Les LAM (Leucémies Aiguës Myéloïdes). C’est un cancer affectant les cellules hématopoïétiques de la moelle osseuse. Chez l’adulte et chez l’enfant. Elles représentent 3 500 cas par an, en particulier des enfants.

Cancer des enfants : 2 500 cas par an, 500 décès (x 6 dans l’UE), 82% de survie à 5 ans, 45% après 20 ans. Beaucoup d’effets secondaires.

La Ligue consacre 10% de ses aides à la recherche sur les cancers des enfants qui représentent 0,1 à 1% des cas de cancer.

La chimiothérapie programmée est basée sur la vectorisation pour garantir l’avenir et la qualité de vie des enfants après un cancer.

Vectorisation basée sur 4 composants : support clivable, albumine, cible moléculaire, candidat médicament (inactif). Au stade de tests in vitro

D’après Christophe Grosset, Bordeaux

Nouvelles approches d’études

Un lieu commun ; « Il faut se battre contre son cancer »

 

Cerveau et tumeurs : les deux faces de Janus

Un nouvel acteur du micro-environnement  tumoral: le neurone. Jusque là, on ne connaissait que 2 zones dans lesquelles des neurones immatures se différenciaient vers leur forme mature, toutes deux situées dans le cerveau. En passant du cerveau à la circulation sanguine, certains neurones immatures gagnent les tumeurs et augmentent leur agressivité (travaux de Claire Magnon et coll. Nature 2019).

Les cellules prostatiques cancéreuses sont associées à des neurones qui favorisent la croissance des cellules de la prostate. Il existe des filaments neuronaux reliés au système nerveux qui jouent un rôle dans le système hématopoïétique. Le SNA (système nerveux autonome, ou viscéral) libère des neurotransmetteurs  directement dans les tumeurs. Innervation adrénergique-> excroissance axonale. Blocage béta bloquants.

 

Le stress

Le microenvironnement tumoral est un puzzle.
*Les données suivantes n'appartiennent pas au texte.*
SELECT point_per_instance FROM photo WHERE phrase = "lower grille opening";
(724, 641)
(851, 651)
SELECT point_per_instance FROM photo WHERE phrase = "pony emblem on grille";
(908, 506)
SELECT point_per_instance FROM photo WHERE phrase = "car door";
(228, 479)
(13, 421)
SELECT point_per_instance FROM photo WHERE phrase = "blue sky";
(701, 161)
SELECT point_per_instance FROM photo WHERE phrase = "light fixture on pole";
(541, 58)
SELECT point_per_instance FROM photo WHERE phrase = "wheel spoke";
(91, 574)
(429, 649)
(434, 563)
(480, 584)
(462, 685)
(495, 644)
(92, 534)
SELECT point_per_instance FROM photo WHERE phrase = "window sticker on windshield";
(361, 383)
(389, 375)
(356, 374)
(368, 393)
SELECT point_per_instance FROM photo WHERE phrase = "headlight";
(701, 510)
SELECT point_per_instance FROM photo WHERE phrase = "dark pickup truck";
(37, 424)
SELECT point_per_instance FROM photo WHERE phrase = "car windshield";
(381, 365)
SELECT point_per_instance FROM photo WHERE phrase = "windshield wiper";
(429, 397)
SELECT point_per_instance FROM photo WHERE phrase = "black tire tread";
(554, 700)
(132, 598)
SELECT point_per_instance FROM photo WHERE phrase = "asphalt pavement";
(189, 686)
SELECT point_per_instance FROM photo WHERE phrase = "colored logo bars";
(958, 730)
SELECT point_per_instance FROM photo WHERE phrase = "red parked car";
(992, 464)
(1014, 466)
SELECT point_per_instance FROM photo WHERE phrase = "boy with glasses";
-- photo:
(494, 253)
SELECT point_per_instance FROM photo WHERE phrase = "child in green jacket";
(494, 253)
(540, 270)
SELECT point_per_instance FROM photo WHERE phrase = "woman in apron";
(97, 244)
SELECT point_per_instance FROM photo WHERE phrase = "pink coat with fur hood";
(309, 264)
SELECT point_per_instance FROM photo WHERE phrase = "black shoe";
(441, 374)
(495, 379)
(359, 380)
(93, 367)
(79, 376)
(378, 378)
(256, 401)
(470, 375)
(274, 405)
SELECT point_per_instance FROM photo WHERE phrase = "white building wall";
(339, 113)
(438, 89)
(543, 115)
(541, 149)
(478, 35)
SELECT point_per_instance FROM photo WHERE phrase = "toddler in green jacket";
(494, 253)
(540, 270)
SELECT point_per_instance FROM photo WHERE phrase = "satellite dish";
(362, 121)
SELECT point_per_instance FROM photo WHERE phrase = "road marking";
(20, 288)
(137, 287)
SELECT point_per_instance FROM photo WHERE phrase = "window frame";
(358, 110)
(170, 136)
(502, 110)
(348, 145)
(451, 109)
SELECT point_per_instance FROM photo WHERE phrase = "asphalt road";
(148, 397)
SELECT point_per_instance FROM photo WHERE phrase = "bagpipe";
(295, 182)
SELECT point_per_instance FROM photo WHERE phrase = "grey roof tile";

C’est un néo-organe qui se développe.
En 1954 le système nerveux avec extrait de sarcome-> facteurs de croissance qui stimulent la tumeur. Le stress affecte en induisant le cancer mammaire chez la souris. Plus de souris avec tumeurs quand le stress est haut. Le stress stimule les neurones hypothalamiques, glande surrénale, cortisol, système immunitaire -> sang.